What comes to mind when you hear the word bumblebee? Fear? Reflection on a previous unfortunate encounter with a hidden bumblebee nest? Or perhaps, you just imagine all the species of these fuzzy, majestic flying beasts you have seen methodically inspecting and foraging on the flowers of your garden. Whatever your memory invokes, it is likely striking and not easily forgotten. Bumblebees are a diverse genus (Bombus), encompassing more than 250 species, of which the majority live in the northern hemisphere in small, mostly underground colonies. Like their well-known cousin, the honeybee, bumblebee colonies consist of one reproductive female (the queen), sterile females (the workers), and reproductive males (drones)

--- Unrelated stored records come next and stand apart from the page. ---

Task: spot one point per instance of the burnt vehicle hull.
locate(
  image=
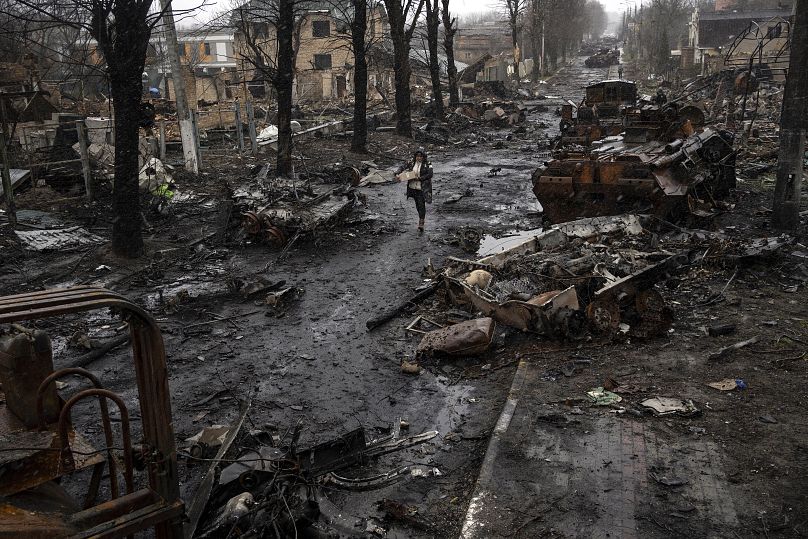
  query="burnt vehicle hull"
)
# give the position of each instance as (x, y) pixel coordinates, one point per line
(664, 179)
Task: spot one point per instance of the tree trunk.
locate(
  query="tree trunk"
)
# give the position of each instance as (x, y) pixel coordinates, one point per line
(283, 84)
(127, 240)
(793, 125)
(515, 43)
(401, 65)
(360, 136)
(432, 21)
(448, 46)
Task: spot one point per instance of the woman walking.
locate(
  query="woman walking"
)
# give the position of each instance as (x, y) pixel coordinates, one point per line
(418, 175)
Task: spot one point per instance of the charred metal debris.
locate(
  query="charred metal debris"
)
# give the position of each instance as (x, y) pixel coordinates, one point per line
(259, 484)
(605, 278)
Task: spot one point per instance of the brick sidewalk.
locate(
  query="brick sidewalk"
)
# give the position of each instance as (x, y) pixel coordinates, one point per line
(580, 471)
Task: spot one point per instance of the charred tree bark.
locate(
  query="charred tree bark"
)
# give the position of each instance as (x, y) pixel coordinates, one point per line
(793, 125)
(127, 239)
(124, 50)
(432, 22)
(401, 36)
(360, 135)
(449, 31)
(283, 84)
(514, 10)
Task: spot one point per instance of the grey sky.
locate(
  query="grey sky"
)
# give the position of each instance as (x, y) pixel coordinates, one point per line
(459, 6)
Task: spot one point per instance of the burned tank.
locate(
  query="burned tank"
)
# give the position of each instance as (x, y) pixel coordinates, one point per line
(666, 179)
(603, 58)
(612, 107)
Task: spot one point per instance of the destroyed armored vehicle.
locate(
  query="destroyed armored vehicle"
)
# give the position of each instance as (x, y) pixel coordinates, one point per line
(612, 108)
(665, 179)
(600, 114)
(603, 58)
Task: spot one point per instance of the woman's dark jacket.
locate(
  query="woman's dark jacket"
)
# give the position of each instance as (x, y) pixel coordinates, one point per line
(425, 177)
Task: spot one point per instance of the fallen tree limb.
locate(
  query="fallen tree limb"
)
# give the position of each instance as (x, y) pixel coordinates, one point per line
(392, 313)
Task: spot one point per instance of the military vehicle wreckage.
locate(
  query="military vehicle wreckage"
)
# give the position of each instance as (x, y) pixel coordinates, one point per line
(665, 179)
(612, 107)
(272, 488)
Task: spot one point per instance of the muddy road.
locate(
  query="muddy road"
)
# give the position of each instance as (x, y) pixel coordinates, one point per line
(313, 361)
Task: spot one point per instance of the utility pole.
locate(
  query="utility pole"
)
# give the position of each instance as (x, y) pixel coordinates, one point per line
(189, 150)
(793, 126)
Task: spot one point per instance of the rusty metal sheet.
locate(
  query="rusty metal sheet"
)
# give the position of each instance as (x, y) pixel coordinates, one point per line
(36, 467)
(62, 239)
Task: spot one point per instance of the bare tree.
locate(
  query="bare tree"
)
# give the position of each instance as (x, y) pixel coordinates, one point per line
(793, 125)
(401, 33)
(359, 28)
(273, 54)
(432, 23)
(514, 10)
(358, 20)
(122, 29)
(449, 31)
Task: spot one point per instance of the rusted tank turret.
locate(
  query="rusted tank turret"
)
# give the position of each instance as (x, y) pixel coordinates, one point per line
(656, 177)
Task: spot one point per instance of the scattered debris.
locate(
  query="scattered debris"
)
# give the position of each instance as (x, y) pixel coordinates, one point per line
(669, 405)
(463, 339)
(64, 239)
(603, 397)
(728, 384)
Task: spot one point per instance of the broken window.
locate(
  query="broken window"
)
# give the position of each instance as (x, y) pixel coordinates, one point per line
(321, 29)
(774, 31)
(322, 61)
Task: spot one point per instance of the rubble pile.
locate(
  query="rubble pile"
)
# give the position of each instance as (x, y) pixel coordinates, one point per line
(596, 278)
(278, 211)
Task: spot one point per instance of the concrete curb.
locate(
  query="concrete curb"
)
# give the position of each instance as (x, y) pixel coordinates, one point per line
(472, 526)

B. impatiens queens. Photos by L. L. Richardson
Being an insect, bumblebees engage in a unique state, a physiological throttler of sorts, called diapause. Diapause originates from the Greek word diapausis, which means “pause”, and was first officially described in the world of entomology by William Wheeler in 18931. Diapause is a pause button for the progression of insect life. Why does it exist? Well, it allows organisms to remain in a dormant state during unfavorable conditions, like drought, temperature variability, or lack of food. Diapause can exist at any stage of insect development, from eggs to pupae to adults. As you can imagine, sometimes it is just easier to survive in an area without food if you live off your body’s nutrient stores and decrease your metabolism so much that you don’t really have to eat.
Bumblebees put all their eggs in one basket. Literally, newly fertilized bumblebee queens are the only members of the colony to survive cold winters. The future of the colony’s survival is entirely dependent on her making it through the long winter months. Therefore, like in Aesop’s fable, The grasshopper & the ants2, preparation is everything. To survive, queens must accumulate sufficient nutrient stores in their bodies prior to entering diapause. Lipids are generally sourced from pollen and carbohydrates from nectar. Both lipids and carbohydrate (stored as glycogen) are stored in a multi-purpose organ in bees called the fat body. Unlike adipose tissue in humans which serves primarily as a fat storage organ, the fat body of insects is also important in immune function and detoxification processes (like the spleen and liver in humans). This fat body also produces important hormones that control social structure in bees (e.g vitellogenin3), and is also the target of feeding of some large bee mites, like the varroa mite on honey bees4.
So, the fat body is really important in bees, and is especially important in overwintering bumblebee queens that carry the weight of their colony in their ovaries. But, how much do we know about the all-important preparation that a queen must go through to survive the winter? What if she doesn’t have enough nutrient stores in her body? Will she make it through? These are questions addressed in a recent paper in Integrative Organismal Biology by Kristal Watrous et al3 from the Woodard lab at The University of California, Riverside.
From Watrous et al, 2021: Weight change through time as a function of diet treatment. Nectar starvation treatment groups (NS3d and NS6d) did not differ significantly from controls by 12 days.
Watrous and colleagues studied the impacts of pollen or artificial nectar deprivation on bumblebee queen survival, weight, and nutrient composition. They found that while queens did lose weight during their deprivation periods, they were able to regain their weight and were able to restore nutrient levels to that comparable to control queens. This compensatory recovery has been reported in vertebrates and invertebrates alike, and points to conserved abilities of organisms to withstand periods of nutrient hardships.
B. impatiens queen in the laboratory (left, photo by S. H. Woodard), and bumble bee research in the Woodard lab (right, photo by L. L. Richardson)
These findings are important because they provide us with the knowledge of what a bumblebee queen can withstand and may allow us to improve our understanding of how nutrient-poor habitats could impact bumblebee queen health. Because if bumblebee queens don’t survive, there will be no bumblebee colonies in the spring! So now when I see bumblebees, and especially if I see a bumblebee queen, it invokes in my mind the saying, All hail the (bumblebee) queen!
Carol Fassbinder-Orth is a professor at Creighton University.
1Wheeler, M. W., 1893. A contribution to insect embryology. Journal of Morphology 8:1–160.
2Pinkney, J., & Aesop. 2015. The grasshopper & the ants.
3Corona, M., R.A. Velarde, S. Remolina, A. Moran-Lauter, Y.Wang, K.A. Hughes, and G.E. Robinson. 2007. Vitellogenin, juvenile hormone, insulin signaling, and queen honey bee longevity. Proceedings of the National Academy of Sciences 104: 7128-7133.
4Ramsey, S. D., R. Ochoa, G. Bauchan, C. Gulbronson, J.D. Mowery, A. Cohen, D. Lim, J. Joklik, J. Cicero, J.D. Ellis, D. Hawthorne, and D. vanEngelsdorp. 2019. Varroa destructor feeds primarily on honey bee fat body tissue and not hemolymph. Proceedings of the National Academy of Sciences, 116: 1792– 1801.